W dzisiejszym wydaniu węgierskiego dziennika „Magyar Hirlap” ukazał się wywiad z szefem polskiej dyplomacji prof. Zbigniewem Rauem, w którym poruszono m.in. tematy związane z Grupą Wyszehradzką i inicjatywą Trójmorza. Szef polskiego MSZ, wymieniając cele polskiej dyplomacji, wskazał właśnie na wzmacnianie obecności w tych projektach.

- „Przede wszystkim chcemy wzmocnić naszą obecność w regionie w ramach Grupy Wyszehradzkiej i inicjatywy Trójmorza, ponieważ współpraca tych organizacji wzmacnia wspólną tożsamość Europy Środkowej” – powiedział minister Zbigniew Rau w rozmowie z węgierskim dziennikiem.

Zaznaczył, że po rekonstrukcji polskiego rządu nie przewiduje żadnych rewolucyjnych zmian w kierunku polskiej dyplomacji, który został wyznaczony w ostatnich latach. Podkreślił, że jedną z głównych osi polskiej polityki europejskiej będzie polska prezydencja w V4.

W ramach programu przewodnictwa w Grupie Wyszehradzkiej Polska chce skupić się m.in. na zamknięciu negocjacji dot. unijnego budżetu i funduszu odbudowy, na brexicie czy współpracy ze wschodnimi sąsiadami UE.

W ramach Trójmorza natomiast Polska będzie dążyła do rozwijania na osi północ-południe wspólnej infrastruktury cyfrowej, transportowej i energetycznej.
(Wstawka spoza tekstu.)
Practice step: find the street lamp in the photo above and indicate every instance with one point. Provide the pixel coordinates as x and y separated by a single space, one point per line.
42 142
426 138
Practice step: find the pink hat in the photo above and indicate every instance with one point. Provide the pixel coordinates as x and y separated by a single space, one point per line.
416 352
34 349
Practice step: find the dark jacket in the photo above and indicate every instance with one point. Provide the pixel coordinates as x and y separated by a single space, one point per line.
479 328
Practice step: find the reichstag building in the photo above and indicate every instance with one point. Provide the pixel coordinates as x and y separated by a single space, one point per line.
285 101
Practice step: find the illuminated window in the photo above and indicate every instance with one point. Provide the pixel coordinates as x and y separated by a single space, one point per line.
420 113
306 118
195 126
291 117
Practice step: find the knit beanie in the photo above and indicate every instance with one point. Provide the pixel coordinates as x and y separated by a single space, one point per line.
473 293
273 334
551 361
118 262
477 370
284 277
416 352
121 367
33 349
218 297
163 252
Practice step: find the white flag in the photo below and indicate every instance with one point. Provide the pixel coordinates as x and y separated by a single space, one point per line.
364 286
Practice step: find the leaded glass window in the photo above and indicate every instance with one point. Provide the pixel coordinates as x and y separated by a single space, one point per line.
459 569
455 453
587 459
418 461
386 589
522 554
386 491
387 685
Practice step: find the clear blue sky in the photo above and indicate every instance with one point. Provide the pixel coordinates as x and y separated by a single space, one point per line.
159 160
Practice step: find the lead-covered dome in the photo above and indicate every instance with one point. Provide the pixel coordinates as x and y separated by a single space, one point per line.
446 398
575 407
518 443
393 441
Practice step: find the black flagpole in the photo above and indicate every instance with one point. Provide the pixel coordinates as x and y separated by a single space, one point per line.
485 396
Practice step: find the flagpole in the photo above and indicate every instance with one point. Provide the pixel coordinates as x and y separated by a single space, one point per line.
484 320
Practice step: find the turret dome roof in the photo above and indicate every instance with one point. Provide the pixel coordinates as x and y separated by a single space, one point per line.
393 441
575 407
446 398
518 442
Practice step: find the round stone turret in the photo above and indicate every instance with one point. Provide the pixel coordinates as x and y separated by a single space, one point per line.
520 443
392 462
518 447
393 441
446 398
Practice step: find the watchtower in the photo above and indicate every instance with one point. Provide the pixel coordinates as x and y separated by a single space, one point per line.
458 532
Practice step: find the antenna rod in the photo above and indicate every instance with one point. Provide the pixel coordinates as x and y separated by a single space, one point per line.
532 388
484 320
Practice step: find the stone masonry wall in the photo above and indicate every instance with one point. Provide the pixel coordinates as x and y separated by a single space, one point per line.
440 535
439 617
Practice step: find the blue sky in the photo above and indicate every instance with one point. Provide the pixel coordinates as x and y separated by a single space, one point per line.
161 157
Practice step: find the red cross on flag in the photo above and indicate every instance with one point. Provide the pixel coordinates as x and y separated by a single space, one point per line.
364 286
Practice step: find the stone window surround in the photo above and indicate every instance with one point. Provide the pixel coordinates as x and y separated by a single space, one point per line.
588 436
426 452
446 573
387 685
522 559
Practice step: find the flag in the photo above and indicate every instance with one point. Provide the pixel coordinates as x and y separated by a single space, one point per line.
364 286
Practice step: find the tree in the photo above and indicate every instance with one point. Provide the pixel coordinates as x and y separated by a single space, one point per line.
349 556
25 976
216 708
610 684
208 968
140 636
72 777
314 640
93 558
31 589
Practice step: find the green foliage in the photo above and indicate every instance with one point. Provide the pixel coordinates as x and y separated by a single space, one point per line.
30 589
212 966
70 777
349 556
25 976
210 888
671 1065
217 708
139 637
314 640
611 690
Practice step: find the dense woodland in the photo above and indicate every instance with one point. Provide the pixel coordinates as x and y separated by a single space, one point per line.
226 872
Kolejnym ważnym zadaniem stawianym sobie przez Polskę jest utrzymanie ścisłej współpracy ze Stanami Zjednoczonymi. Przy tym szef MSZ podkreślił, że Polska jest aktywna na forum UE;

- „Naszym stałym priorytetem jest dążenie do rozwiązania konfliktu zbrojnego na wschodzie Ukrainy oraz osłabienie konsekwencji rosyjskiej agresji. Ponieważ mnóstwo zależy od drugiej strony, będziemy się starali przełamać impas w dwustronnych stosunkach z Rosją” – mówił polityk.

W kwestii kryzysu na Białorusi prof. Rau zaznacza, że powinien on zostać pokonany przy pomocy pokojowych metod. Jedną z pożądanych w jego ocenie form pomocy ze strony UE jest pakiet mający pomóc w przeobrażeniu białoruskiej gospodarki.